El cambio representa una fuerte reducción en la cantidad de proveedores habilitados. Mientras en 2024 existían más de 3 mil empresas registradas bajo distintos sistemas nacionales, a fines de junio de 2026 solo 244 compañías habían conseguido la autorización MiCA para prestar servicios en el Espacio Económico Europeo.

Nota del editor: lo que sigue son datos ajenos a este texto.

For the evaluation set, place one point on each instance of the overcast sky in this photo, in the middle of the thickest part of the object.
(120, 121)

La Autoridad Europea de Valores y Mercados (ESMA) informó que las plataformas sin licencia deberán implementar planes de cierre, proteger los activos de sus clientes y facilitar el traslado de fondos hacia operadores regulados o billeteras de autocustodia. Además, aclaró que no habrá nuevas prórrogas para quienes no obtuvieron la autorización.
Desde el sector estiman que el impacto alcanzará tanto a las empresas como a los usuarios. Distintos referentes de la industria advirtieron que millones de clientes podrían verse obligados a migrar hacia otras plataformas una vez que comiencen a retirarse los operadores sin licencia.
La obtención del permiso MiCA también implica un importante esfuerzo económico. Además de los requisitos de capital, especialistas señalan que los costos de cumplimiento normativo, auditorías, asesoramiento legal y autorizaciones pueden alcanzar 700 mil euros durante el primer año para una empresa de menor tamaño.
Mientras algunas plataformas como Kraken y Coinbase respaldaron el nuevo marco regulatorio al considerar que brinda mayor seguridad jurídica e impulsa la inversión institucional, otras compañías todavía enfrentan dificultades para adaptarse. En ese escenario, Europa ingresará a una nueva etapa con un mercado de criptomonedas más regulado, menos participantes y mayores exigencias para operar.